I have no memory of it, and at one point our Stella and Elizabeth spent afternoons at the nursery in the Peckham Heath Centre on St Mary’s Road.

This I know because it was my job to collect them after school, an onerous task, partly because it deprived me of hanging around with friends  in the playground of Edmund Waller, and also because I had to push the double pram home.

A chore which culminated in me forgetting one day and getting stick from mum

All of which is an introduction to a flier for the “P.H.C. KINDERGARTEN”, which operated from Norfolk House on Queens Road.

It is a fascinating little document, which details the fees charged, the requirements expected of parents, as well as the children, who “must be between the ages of 2½ and 5 years….. the Kindergarten runs from Monday to Friday each week starting at 9.30 a.m. until 12.30 p.m. [and] the cost is 5/6 per week or 6/6 for two children, [which] must be paid each Monday morning, or by the term if preferred. 

Where a child is absent for a complete week fees will be reduced to 3/- per week (4/-)".  

Our Stella, Elizabeth and Jill, circa 1962
An additional charge of "3d per week for Biscuits.

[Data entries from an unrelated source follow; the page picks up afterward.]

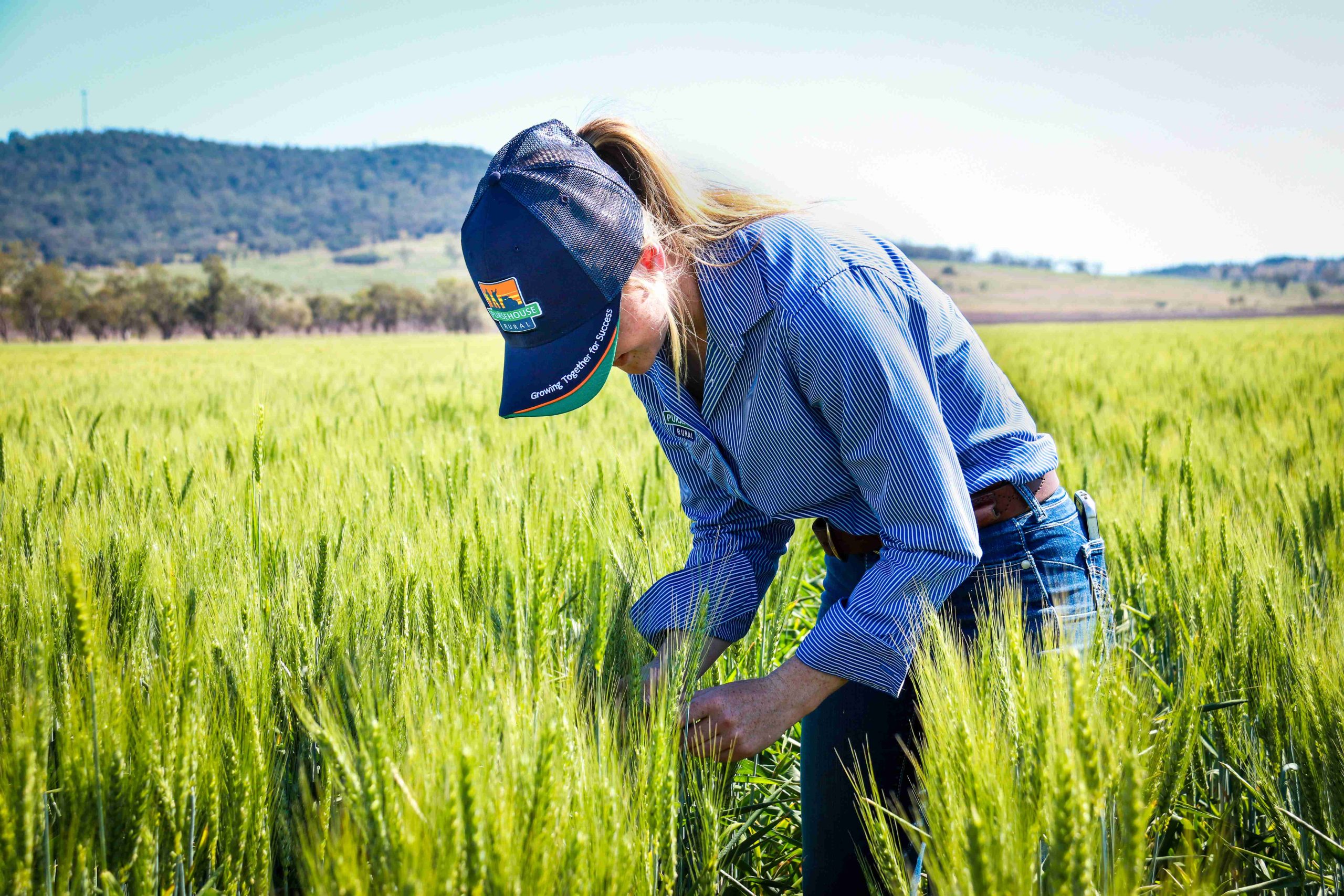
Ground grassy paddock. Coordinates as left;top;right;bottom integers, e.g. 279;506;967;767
0;319;1344;893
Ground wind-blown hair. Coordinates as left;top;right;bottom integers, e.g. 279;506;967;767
575;117;797;380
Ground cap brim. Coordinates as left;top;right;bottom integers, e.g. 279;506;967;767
500;302;621;416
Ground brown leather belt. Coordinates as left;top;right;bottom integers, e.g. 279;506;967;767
812;470;1059;560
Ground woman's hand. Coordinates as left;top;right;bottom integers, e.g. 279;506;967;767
640;629;730;705
681;657;845;762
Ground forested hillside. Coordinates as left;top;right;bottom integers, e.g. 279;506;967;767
0;130;489;265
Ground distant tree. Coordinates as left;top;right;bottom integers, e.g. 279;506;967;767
77;274;117;343
356;282;425;333
187;255;235;339
220;277;284;339
140;265;197;340
52;276;93;343
15;262;66;343
430;277;485;333
270;294;313;333
304;293;344;333
0;242;38;343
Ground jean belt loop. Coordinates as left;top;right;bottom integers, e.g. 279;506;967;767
1012;478;1046;523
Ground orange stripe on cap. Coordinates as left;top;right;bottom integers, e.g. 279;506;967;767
509;339;615;416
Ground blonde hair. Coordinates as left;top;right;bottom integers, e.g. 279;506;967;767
576;117;797;382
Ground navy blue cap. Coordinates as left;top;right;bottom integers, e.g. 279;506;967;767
463;120;644;416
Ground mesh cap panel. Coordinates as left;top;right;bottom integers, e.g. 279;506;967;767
468;120;644;301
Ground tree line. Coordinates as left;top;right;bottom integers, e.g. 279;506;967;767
0;242;485;343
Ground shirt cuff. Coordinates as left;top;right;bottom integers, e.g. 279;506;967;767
631;551;761;644
794;598;921;697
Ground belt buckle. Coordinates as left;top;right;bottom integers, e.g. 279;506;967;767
812;516;844;560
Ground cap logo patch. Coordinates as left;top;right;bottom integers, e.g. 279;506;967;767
476;277;542;333
663;411;695;442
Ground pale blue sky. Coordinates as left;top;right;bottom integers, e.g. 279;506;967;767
0;0;1344;273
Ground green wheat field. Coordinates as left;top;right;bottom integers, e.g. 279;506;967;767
0;317;1344;896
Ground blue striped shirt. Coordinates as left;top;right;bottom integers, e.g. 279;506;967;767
631;215;1058;694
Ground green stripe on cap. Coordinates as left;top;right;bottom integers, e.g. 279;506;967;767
504;321;621;419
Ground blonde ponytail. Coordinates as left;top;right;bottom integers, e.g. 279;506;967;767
576;117;797;382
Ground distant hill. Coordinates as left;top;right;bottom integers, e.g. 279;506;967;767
1144;255;1344;283
0;130;489;265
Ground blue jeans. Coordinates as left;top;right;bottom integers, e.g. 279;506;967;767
802;488;1114;896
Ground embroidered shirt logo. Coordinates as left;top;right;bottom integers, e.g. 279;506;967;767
476;277;542;333
663;411;695;440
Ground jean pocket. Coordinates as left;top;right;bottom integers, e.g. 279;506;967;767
1083;539;1116;650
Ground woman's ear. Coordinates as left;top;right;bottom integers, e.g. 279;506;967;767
636;243;668;274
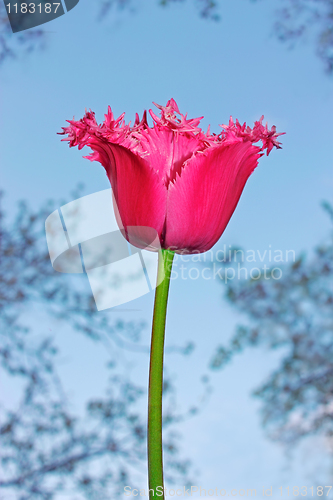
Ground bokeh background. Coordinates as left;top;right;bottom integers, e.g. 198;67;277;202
1;0;333;499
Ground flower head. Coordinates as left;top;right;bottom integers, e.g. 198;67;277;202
62;99;282;253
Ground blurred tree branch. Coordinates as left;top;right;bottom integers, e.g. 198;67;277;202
211;203;333;445
0;191;193;500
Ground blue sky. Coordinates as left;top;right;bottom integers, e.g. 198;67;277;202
0;0;333;496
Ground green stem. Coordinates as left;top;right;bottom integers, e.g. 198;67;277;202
148;250;174;500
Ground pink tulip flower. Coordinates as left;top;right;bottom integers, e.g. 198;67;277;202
62;99;282;253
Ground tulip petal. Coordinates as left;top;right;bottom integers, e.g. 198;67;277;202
165;142;261;253
87;139;167;246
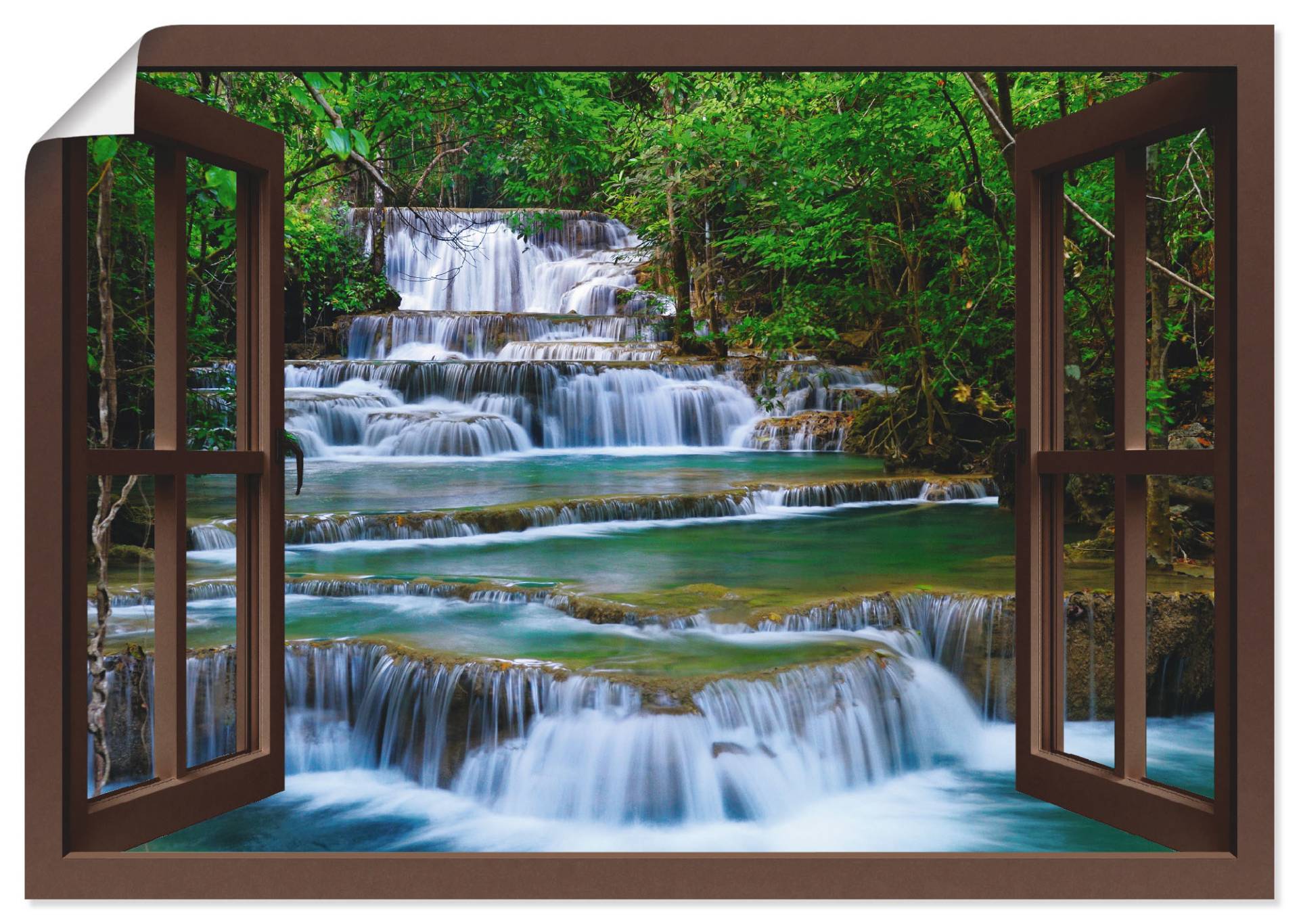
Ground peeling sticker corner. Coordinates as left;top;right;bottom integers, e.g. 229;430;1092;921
41;39;143;141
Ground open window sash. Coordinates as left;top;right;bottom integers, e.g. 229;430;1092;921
54;82;284;851
1015;73;1237;851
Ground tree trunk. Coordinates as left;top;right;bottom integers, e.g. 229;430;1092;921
1145;133;1175;568
661;80;695;346
86;160;138;795
370;144;388;275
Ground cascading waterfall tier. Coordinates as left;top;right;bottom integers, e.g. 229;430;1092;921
101;642;977;824
340;310;668;360
350;208;658;315
284;360;757;456
189;477;997;550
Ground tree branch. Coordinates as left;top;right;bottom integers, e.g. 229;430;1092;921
1064;196;1213;302
961;70;1213;302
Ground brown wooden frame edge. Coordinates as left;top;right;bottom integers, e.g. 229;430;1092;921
26;26;1275;899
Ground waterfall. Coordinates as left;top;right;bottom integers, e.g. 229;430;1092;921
344;312;666;360
497;340;662;363
189;478;997;550
352;208;660;315
758;594;1015;720
453;657;974;824
96;642;976;823
739;411;852;453
284;360;757;456
189;519;235;553
86;647;236;791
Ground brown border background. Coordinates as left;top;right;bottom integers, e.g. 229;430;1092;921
24;26;1275;898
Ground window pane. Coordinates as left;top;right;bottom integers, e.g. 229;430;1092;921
86;135;154;448
186;157;237;450
1062;158;1114;450
186;474;237;767
1145;476;1214;797
86;476;154;795
1064;476;1114;767
1145;129;1214;450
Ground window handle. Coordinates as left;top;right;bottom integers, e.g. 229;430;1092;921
279;430;304;495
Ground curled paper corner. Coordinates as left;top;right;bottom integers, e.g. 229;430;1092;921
41;39;143;141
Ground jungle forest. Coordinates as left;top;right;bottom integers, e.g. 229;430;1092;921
87;72;1214;850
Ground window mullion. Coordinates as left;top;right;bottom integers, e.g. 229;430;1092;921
154;147;188;780
1114;147;1145;780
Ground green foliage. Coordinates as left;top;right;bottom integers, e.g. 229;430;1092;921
284;200;398;320
116;72;1213;470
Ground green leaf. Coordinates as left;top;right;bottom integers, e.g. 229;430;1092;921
91;135;117;164
325;127;352;160
204;166;239;210
288;83;325;116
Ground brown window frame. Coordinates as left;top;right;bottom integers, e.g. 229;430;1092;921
39;82;284;851
26;26;1275;898
1015;73;1238;850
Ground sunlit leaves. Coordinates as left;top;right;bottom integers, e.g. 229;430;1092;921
89;135;118;166
325;126;352;160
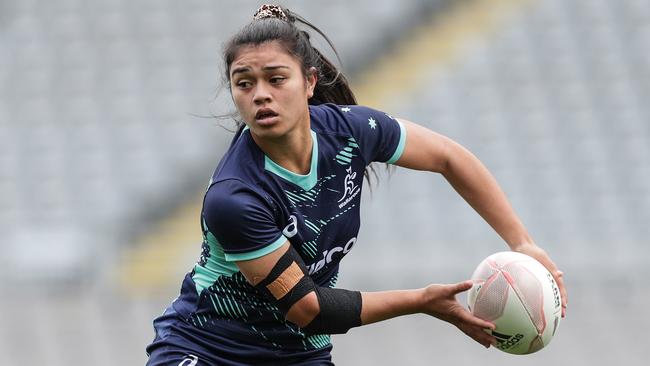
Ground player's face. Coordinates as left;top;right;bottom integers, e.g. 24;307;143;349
230;41;316;139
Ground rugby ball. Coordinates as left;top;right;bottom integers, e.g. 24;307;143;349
467;252;562;355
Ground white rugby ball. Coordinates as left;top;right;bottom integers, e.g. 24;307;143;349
467;252;562;355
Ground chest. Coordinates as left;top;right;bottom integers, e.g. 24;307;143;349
269;134;365;274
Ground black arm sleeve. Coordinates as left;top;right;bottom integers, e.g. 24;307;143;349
255;247;362;335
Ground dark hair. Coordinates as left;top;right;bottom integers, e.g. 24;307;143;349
224;8;357;105
223;8;377;182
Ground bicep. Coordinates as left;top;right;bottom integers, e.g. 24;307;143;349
395;118;457;173
235;241;290;286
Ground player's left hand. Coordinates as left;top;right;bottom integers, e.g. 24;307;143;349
512;243;568;318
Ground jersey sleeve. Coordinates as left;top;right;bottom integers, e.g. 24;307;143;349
339;105;406;164
203;179;287;262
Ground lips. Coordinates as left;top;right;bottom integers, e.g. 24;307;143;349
255;108;278;122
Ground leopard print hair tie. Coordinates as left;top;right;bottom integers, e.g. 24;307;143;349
253;4;289;22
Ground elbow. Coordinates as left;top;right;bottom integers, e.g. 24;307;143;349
286;291;320;328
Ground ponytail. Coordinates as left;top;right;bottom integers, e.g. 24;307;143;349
224;5;357;105
223;5;377;187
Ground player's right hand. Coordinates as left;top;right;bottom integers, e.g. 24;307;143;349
423;281;497;348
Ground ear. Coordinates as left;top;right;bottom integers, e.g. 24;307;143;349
306;66;318;99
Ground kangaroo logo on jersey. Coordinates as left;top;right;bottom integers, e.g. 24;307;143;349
339;167;361;208
178;355;199;366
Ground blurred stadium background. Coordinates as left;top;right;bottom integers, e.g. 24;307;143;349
0;0;650;366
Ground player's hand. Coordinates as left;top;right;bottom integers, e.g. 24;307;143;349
423;281;496;348
513;244;568;318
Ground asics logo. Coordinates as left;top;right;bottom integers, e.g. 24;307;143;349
178;355;199;366
308;237;357;274
339;167;361;208
282;215;298;239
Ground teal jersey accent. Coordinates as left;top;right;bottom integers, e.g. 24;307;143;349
174;104;406;352
225;235;288;262
386;120;406;164
193;231;239;293
264;131;318;191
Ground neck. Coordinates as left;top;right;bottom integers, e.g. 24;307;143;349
252;124;313;175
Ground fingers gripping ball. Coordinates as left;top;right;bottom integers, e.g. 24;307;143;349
467;252;562;354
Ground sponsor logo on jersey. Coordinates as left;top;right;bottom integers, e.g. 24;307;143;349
338;167;361;208
307;237;357;274
282;215;298;239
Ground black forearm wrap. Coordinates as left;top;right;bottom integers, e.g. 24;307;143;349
302;287;362;335
255;244;316;315
255;247;361;335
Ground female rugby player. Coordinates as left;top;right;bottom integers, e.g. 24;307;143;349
147;5;566;366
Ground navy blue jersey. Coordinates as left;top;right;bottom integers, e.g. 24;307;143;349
151;104;406;364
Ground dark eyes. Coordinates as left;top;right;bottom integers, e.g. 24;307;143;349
270;76;286;84
237;80;252;89
235;76;287;89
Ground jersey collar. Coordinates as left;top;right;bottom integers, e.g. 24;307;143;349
264;131;318;191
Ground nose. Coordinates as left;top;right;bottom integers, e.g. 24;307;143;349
253;83;271;104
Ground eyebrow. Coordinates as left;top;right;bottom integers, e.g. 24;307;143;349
230;65;289;77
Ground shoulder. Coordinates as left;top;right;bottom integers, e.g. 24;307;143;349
210;130;264;189
309;103;394;134
204;178;270;213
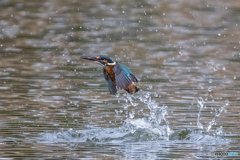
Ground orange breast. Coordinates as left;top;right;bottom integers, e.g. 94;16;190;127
104;66;115;82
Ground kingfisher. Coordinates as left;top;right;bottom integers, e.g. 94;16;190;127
81;55;139;95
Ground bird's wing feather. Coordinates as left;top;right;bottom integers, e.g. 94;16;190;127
113;62;138;89
103;69;117;94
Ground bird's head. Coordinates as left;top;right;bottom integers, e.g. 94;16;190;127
81;55;116;66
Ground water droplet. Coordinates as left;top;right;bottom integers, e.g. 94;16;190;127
225;99;229;106
209;79;212;83
208;87;212;92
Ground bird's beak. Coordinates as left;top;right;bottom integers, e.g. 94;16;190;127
81;56;99;61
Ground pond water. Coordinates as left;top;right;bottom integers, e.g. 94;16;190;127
0;0;240;159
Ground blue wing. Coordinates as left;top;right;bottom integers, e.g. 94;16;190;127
113;62;138;90
103;69;117;94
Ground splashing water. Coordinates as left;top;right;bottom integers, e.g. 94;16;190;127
119;92;172;140
197;97;229;132
37;92;229;144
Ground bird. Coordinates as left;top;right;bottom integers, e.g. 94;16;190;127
81;55;139;95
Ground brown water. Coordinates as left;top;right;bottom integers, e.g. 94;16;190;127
0;0;240;159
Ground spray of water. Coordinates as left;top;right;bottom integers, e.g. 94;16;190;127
120;92;172;140
197;97;229;135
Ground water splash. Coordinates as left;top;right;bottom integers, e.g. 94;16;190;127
197;97;205;129
197;97;229;132
123;92;172;140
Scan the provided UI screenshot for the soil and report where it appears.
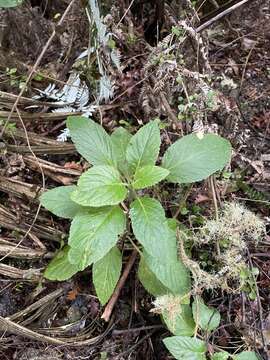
[0,0,270,360]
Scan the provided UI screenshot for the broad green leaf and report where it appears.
[93,246,122,305]
[40,185,82,219]
[211,351,230,360]
[111,127,132,174]
[138,257,170,297]
[132,165,169,189]
[192,297,220,331]
[162,305,195,336]
[0,0,23,8]
[163,336,207,360]
[68,206,126,270]
[44,246,79,281]
[233,351,259,360]
[67,116,116,165]
[71,165,127,207]
[143,251,190,295]
[126,121,160,172]
[130,197,177,263]
[162,134,231,184]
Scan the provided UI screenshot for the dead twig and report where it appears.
[196,0,249,33]
[0,0,76,139]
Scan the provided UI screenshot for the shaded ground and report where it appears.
[0,0,270,360]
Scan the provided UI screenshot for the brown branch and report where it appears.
[0,0,76,139]
[101,250,137,321]
[195,0,249,33]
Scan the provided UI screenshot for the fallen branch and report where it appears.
[196,0,249,33]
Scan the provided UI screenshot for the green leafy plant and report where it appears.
[41,116,231,304]
[158,296,258,360]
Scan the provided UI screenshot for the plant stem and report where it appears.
[101,250,137,321]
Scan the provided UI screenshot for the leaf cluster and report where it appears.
[40,116,231,304]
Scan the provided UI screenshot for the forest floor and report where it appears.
[0,0,270,360]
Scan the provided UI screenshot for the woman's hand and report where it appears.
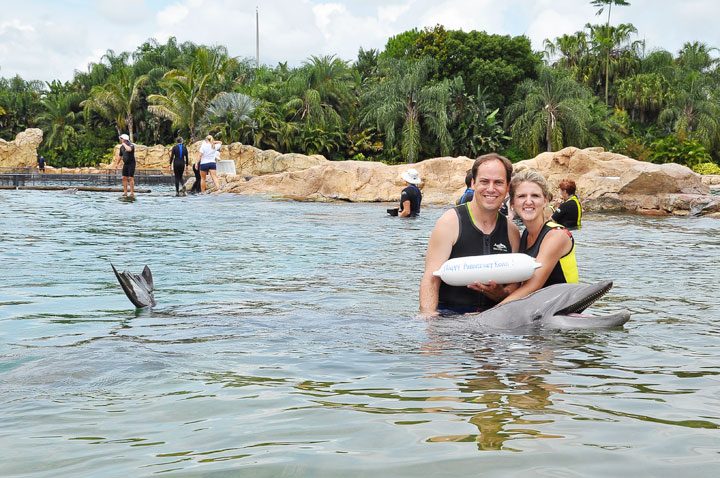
[468,281,509,302]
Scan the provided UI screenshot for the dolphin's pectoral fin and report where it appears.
[545,310,630,329]
[110,264,155,308]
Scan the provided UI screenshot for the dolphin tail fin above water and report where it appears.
[110,263,155,308]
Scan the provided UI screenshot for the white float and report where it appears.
[433,253,542,286]
[217,159,236,176]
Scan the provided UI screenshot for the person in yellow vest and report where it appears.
[553,179,582,230]
[486,169,578,303]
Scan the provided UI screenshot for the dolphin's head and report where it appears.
[475,281,630,329]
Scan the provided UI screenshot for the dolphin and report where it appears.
[467,281,630,329]
[110,263,155,308]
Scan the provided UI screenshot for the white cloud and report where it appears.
[0,0,720,80]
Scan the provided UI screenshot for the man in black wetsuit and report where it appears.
[420,153,520,315]
[398,168,422,217]
[115,134,135,198]
[552,179,582,231]
[170,138,190,196]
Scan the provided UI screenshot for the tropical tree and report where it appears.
[37,80,82,150]
[286,56,359,129]
[585,23,643,105]
[362,58,451,163]
[82,66,148,141]
[590,0,637,105]
[658,70,720,151]
[505,67,592,155]
[147,48,240,141]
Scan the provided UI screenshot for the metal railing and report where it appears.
[0,167,173,187]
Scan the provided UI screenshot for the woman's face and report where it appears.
[512,181,547,222]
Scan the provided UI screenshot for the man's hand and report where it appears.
[468,281,509,302]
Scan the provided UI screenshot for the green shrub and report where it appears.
[650,135,712,167]
[613,136,652,161]
[691,163,720,174]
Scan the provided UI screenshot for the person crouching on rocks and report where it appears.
[170,138,189,196]
[398,169,422,217]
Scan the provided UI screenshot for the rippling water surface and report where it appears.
[0,190,720,477]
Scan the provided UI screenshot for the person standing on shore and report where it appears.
[114,134,135,198]
[398,168,422,217]
[199,135,222,193]
[170,137,190,197]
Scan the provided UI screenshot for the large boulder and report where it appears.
[223,157,473,204]
[515,147,720,215]
[222,147,720,217]
[0,128,43,168]
[105,141,328,176]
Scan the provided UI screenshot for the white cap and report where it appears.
[400,168,422,185]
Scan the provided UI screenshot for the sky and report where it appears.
[0,0,720,81]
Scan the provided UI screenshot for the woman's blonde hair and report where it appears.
[510,169,550,201]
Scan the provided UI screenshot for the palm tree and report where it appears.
[505,67,592,155]
[286,55,359,129]
[37,80,82,150]
[203,92,258,143]
[658,70,720,151]
[82,67,148,141]
[590,0,637,105]
[617,73,668,124]
[362,58,452,163]
[585,23,643,105]
[148,47,240,141]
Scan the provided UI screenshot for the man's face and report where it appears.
[473,160,509,211]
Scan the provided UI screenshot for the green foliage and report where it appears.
[363,58,451,163]
[690,163,720,174]
[380,25,541,109]
[203,92,258,143]
[649,135,712,166]
[614,136,652,161]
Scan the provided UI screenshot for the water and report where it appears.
[0,190,720,478]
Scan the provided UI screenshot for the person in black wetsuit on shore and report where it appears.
[114,134,135,198]
[398,169,422,217]
[170,138,190,196]
[420,153,520,316]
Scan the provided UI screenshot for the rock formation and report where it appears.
[223,157,473,204]
[105,141,328,176]
[222,147,720,217]
[0,128,42,168]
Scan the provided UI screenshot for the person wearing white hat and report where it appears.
[398,168,422,217]
[114,134,135,198]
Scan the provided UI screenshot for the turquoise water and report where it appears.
[0,190,720,477]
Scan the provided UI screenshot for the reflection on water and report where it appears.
[0,191,720,477]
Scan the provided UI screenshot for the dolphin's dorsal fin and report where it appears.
[141,265,155,292]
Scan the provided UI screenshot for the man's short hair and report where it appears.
[472,153,512,184]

Plimsoles or soft shoes must be won, parents are welcome to participate in the kindergarten, and infectious illness must be notified”.

And as you do I went looking for Norfolk House which is still there just two doors down from the corner of Lausanne Road.

It was there by 1872, and maybe before that, and in its 147 years it has been many things, from a residential property to a social club.

I know that just before the Great War, it was empty, and on the outbreak of the next world war, it was occupied by the Brown family.

Mr. and Mrs. Brown recorded their occupations as "Stewards at the Conservative Club and their son was a compositor".

They already had some experience of running a club, having managed the Earl Cowper public house on Ipswich Road in Colchester, where they were pulling pints in 1911.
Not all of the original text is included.